Bright editorial heads, publicists both in the province and in the center were subjected to repression. A member of the editorial board of, Koltsov, editors of, Kostrov, Bubekin, publicist writer Tretyakov and many others were slandered and died. At the same time, this specific aspect of the activity of the Soviet press has not been studied enough, which does not allow today to draw lessons from it and avoid their repetition.

A particularly tangible blow was dealt to the newly born intelligentsia of the national republics. Tekeeva writes that it is impossible not to admit that the national intelligentsia of the republics of the North Caucasus formed in the 30s was represented mainly by people loyal to the Soviet government. At the same time, it was the most ideologized part of the population and was subordinated to the administrative command system that was beginning to take shape.

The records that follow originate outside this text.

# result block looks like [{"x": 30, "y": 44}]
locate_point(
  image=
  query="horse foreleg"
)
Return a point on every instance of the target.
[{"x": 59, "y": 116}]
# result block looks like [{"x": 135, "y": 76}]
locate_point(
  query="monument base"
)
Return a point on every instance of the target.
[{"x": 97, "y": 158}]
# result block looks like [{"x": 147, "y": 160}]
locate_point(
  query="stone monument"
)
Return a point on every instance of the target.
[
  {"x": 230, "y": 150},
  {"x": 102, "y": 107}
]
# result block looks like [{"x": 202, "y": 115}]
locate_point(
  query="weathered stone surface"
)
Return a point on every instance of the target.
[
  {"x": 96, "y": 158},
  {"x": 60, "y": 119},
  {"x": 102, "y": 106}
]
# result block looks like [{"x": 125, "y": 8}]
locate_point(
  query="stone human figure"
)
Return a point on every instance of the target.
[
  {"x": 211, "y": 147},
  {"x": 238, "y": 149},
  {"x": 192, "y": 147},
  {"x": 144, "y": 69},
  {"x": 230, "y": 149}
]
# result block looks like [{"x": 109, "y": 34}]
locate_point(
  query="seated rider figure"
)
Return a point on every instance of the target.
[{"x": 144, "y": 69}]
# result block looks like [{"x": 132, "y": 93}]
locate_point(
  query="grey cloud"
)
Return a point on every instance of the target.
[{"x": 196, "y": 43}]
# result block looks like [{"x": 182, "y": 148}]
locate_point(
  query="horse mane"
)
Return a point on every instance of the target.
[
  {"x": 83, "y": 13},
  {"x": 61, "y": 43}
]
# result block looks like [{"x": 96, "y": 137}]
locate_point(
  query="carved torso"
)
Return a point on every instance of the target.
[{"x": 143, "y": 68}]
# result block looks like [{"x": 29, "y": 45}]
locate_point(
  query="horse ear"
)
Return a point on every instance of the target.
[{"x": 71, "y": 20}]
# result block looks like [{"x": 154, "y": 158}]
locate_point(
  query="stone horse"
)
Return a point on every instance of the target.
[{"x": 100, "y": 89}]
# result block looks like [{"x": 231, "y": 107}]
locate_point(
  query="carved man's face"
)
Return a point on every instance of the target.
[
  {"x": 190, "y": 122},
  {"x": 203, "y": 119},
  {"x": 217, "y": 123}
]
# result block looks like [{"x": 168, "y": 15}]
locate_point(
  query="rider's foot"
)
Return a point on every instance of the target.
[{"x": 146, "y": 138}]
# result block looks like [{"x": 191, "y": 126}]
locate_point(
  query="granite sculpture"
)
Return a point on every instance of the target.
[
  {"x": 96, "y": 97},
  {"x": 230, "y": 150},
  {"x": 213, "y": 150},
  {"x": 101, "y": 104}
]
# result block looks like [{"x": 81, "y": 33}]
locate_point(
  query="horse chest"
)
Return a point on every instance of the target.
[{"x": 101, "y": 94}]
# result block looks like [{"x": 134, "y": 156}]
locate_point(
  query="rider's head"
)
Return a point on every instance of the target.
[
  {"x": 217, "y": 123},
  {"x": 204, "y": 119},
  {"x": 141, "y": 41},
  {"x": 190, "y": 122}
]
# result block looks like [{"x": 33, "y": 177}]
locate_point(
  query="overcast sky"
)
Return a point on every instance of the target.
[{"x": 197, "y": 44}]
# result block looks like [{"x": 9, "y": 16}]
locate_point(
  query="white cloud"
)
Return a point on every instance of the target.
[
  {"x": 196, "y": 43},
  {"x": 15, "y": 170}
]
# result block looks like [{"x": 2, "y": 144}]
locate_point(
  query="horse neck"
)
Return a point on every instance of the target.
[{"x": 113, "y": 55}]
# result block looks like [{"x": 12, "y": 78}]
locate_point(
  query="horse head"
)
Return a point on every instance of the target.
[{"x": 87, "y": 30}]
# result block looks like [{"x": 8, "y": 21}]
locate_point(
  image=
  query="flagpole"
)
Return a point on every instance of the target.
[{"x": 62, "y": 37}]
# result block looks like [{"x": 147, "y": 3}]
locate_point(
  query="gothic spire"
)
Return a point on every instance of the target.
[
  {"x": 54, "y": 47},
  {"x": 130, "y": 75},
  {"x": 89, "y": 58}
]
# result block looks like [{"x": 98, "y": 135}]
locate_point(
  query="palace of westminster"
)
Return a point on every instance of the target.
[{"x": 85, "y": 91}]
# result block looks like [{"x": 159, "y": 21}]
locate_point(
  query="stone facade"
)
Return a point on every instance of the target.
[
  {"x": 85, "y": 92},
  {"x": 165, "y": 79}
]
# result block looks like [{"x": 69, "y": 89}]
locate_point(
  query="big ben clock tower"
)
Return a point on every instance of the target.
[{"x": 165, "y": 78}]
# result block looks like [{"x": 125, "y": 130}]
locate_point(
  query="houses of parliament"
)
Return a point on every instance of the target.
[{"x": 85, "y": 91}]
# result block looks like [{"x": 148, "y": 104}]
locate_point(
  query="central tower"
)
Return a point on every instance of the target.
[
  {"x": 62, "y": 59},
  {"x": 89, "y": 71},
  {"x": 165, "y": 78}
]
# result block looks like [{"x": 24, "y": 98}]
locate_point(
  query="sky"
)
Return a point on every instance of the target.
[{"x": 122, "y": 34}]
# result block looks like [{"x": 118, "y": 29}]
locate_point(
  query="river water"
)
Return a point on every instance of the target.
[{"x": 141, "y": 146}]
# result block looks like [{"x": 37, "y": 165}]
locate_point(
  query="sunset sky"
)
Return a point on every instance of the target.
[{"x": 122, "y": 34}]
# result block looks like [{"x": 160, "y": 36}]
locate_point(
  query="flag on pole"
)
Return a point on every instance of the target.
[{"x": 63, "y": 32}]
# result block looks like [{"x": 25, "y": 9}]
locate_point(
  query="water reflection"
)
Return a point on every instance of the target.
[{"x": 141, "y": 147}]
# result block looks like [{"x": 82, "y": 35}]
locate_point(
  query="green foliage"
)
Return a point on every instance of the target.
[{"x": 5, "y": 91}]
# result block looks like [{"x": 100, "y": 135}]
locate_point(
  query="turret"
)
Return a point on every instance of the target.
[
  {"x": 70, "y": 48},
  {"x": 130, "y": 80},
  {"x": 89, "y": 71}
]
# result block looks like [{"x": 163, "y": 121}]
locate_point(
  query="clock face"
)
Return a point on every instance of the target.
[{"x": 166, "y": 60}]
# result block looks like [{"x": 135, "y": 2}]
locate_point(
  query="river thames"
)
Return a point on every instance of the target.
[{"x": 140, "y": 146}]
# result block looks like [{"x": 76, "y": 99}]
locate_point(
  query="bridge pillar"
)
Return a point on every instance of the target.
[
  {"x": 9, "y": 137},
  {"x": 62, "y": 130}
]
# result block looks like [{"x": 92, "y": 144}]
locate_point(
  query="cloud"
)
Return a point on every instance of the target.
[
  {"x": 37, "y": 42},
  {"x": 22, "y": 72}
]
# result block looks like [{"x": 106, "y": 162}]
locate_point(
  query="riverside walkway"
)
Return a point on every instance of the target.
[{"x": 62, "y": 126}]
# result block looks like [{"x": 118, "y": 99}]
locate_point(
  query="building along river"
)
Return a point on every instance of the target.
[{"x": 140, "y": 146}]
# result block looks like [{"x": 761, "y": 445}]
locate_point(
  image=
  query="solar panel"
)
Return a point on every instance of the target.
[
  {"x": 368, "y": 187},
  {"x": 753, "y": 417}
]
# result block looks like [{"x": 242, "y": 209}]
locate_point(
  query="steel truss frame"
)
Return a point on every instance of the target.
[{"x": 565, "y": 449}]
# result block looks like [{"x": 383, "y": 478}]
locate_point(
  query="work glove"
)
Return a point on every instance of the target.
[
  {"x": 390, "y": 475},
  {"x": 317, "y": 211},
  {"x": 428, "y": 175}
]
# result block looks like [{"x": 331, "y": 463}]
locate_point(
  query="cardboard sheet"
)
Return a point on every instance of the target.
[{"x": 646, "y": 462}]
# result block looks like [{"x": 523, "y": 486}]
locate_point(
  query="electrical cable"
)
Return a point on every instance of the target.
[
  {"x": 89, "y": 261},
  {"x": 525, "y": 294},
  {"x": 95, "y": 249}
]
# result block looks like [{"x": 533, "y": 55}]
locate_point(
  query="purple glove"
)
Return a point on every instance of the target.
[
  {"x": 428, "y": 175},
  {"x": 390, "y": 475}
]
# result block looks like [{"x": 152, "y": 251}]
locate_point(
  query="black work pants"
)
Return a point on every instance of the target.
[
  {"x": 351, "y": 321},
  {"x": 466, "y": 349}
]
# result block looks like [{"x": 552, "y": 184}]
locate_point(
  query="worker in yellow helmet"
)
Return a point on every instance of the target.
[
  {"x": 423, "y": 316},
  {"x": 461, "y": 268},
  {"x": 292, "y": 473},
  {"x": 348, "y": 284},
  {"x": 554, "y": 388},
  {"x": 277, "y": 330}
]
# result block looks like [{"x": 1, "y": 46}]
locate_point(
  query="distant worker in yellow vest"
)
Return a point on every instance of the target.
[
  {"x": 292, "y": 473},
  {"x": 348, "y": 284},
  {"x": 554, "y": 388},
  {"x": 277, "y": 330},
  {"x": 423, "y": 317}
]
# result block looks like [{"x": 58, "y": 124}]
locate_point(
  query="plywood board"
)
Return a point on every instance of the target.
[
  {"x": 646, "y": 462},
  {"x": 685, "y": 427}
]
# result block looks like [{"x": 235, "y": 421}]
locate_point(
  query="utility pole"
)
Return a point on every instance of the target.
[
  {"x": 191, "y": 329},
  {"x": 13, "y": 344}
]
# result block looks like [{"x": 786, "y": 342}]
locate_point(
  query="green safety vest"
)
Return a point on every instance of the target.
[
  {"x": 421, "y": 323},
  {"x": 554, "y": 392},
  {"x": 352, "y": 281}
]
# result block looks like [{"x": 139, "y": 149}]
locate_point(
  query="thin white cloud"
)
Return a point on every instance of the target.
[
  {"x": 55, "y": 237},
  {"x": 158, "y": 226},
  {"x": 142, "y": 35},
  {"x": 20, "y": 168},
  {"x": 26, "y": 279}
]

It pursued a new ideology, used the forms and methods of ideological influence on the masses proposed by the Soviet government, but even as such, she could not avoid the repressions that took place in the mid and late thirties. It is hard to realize, but the press of the region, which has become an instrument of ideological influence on the masses, had to take part in the actual destruction of the national intelligentsia of the republics and regions of the North Caucasus. If it were possible to avoid this monstrous injustice, the intelligentsia of the North Caucasus would be able to make a much greater contribution to the development of all spheres of science, technology, and art (Tekeeva, 2003, p. 37).

One of the organizers of the Chechen press, Oshaev (1997), assessed the disastrous consequences of repression for the development of national culture:

The ranks of the Chechen intelligentsia were thin, and the level of education was very low. And in 1937–1938, the intelligentsia was so shaken that there were stubs left of it. In particular, out of 12 members of the Union of Writers of Chechen-Ingushetia, 9 people were arrested, 7 people were convicted, 4 people were shot. I myself, a member of the Writers' Union since 1934, spent 14 years in prison, two of them in solitary confinement. (p. 74)

Of the six first editors of the Chechen–language newspaper-, four were repressed.

Abdi Dudayev, who stood at the origins of Chechen literature and journalism, read his poems written on the death of one of the Bolshevik leaders Sergo Ordzhonikidze at the Republican Congress of writers. He finished the recitation to the stormy applause of the audience. Excited by this reception, he inadvertently mentioned that he would write even better when Stalin died. He paid dearly for these words: he was arrested for allegedly preparing a “terrorist act against Stalin” and shot (Avtorkhanov, 2003).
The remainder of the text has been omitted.